The other part is that in doing any single unit work, it appears likely that walls will be impacted in the below floors, if at least for plumbing access - which is an issue while tenants are in. 

So the developing perspective is that by doing one unit, you do it at a time when all are open - and move to PVC and address it as a system for longevity. Makes total sense... however: That's a difference of starting with $15-20k a unit in plumbing, to a factor of 60k for all three and probably upgrading the service because you've got inspectors looking for a job properly done. Moreover, let's make that job $75k, conservatively - and months of foregone rent, so I'm at $100k just because I wanted a modern bathroom. 

And at that point, I haven't even touched the kitchens which are part of this too. 

So how would you think about this one? Looking to keep the building long term - but also anxious of what will balloon into a really large project. That said, it's all a balance of how much money to put in, and letting it work for you. Bathrooms/kitchens are the biggest bang for the buck for rentals - but it requires addressing what's behind the walls. I'd love to have as much cash on hand during the next wave of economy changes and looking for new deals, but that's another factor. 

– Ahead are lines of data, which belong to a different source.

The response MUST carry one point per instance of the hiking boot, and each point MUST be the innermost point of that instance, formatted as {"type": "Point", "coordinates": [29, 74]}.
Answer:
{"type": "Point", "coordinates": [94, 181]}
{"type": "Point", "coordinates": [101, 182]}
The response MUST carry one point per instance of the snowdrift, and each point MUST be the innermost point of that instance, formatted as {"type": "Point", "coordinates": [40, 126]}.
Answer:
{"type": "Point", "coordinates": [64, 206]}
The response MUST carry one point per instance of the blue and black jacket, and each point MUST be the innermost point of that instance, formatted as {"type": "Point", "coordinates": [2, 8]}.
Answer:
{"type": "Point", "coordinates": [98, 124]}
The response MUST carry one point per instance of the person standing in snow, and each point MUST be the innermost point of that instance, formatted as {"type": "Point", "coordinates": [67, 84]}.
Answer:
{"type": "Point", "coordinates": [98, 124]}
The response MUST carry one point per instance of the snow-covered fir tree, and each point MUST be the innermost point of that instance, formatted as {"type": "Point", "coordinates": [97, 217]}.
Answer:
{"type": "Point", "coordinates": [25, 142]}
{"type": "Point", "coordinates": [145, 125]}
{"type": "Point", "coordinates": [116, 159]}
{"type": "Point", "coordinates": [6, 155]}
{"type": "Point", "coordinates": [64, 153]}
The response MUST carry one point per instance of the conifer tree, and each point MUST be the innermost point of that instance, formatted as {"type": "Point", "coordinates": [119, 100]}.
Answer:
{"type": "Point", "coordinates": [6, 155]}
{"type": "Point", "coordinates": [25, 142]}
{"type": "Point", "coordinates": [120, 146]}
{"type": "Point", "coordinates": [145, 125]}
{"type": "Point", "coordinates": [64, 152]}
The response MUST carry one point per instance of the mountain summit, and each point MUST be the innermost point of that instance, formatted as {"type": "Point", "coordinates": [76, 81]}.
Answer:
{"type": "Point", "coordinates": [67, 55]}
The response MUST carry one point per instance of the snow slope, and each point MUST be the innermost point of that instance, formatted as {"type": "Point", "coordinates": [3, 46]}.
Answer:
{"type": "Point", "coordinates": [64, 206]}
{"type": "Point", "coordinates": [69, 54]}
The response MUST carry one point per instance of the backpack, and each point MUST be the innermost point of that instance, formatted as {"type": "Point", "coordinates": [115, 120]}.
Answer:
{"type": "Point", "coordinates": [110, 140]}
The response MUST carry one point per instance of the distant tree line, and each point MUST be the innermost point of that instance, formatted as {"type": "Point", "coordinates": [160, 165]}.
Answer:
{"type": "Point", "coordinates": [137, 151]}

Do you think it's worth starting small, piece mealing and managing costs - or going all in? 

Conversely, what about just using the home equity line of credit? - if there's enough equity built up that's worth utilizing

@Anthony Dooley

What if one of the units is being lived in? ie house hacking - In that case, why not a HELOC?

I'm trying to understand whether it's strategically wiser to use cash or a home equity loan to pay for that renovation. Hoping someone can check my thinking:

For the sake of keeping this example simple - $1M multi family building that after putting in 100k of renovation will benefit in an additional $1000 in rent increase per month. The cash on cash annual return is ($1000 x 12)/$100,000 = 12%

$1M loan @ 20% down @ 5.125% = $4355/month

$100k home equity loan @ 6% @ 20 years = $716/month for 20 years

  1. 1. Combining the two into a single number I can compare gets me to a blended interest rate of 5.222% at $1.1M, is that correct?
  2. 2. Separately, if $100k is earning 3.25% in a savings account (yes, I know that's high currently), is my effective rate of that loan actually (6% - 3.25% = 2.75%?)
  3. 3. If I'm still gaining $284 ($1000-716) a month from the increase in rent, and getting $275/month from interest on the 100k that's still in the bank, my annual cash on cash return (($284+$275)*12)/$100,000 = 6.78% while still having 100k to access, correct?
  4. 4. My gut tells me keeping cash on hand feels like the better option, but really wanting to remove "feeling" from this - something in my math "feels" off
  5. 5. Or should I be looking at the CoC return for the entire monthly payment vs. total rent, not just the incremental return of the 100k?
Kevin - are you saying that a unit where heat and water are included are worth more to a tenant?

I feel that on paper, in an average area, they might be.

But considering the (A quality) neighborhood, I don't think basic utilities are going to sway the renter away if they like the unit/area. Therefore if anything, because central air also becomes included in this approach, the rents I get to command are higher while I get to put that responsibility back to them.

My 4 unit is at $4800 in gas for the year with budget billing, which is on me to pay. This is one large water heater tank (75gal)  in the basement, alongside a boiler that feeds the radiators throughout.

In planning for some work in the building, I have the opportunity to install separate water heaters in each unit. A few questions:

- If I can offload that cost amongst the tenants assuming a 6% cap rate, $4800/.06 = $80k in added equity?

- The work would be part of a larger project, but let's say that with running gas, electric & installing separate tanks, as well as furnaces - I'm at $18k (total swag) for the parts/labor on all four units. Then the ROI on that is $18000/4800 = 45 months?

- Is the simple CoC return math here 4800/1800 = 27%?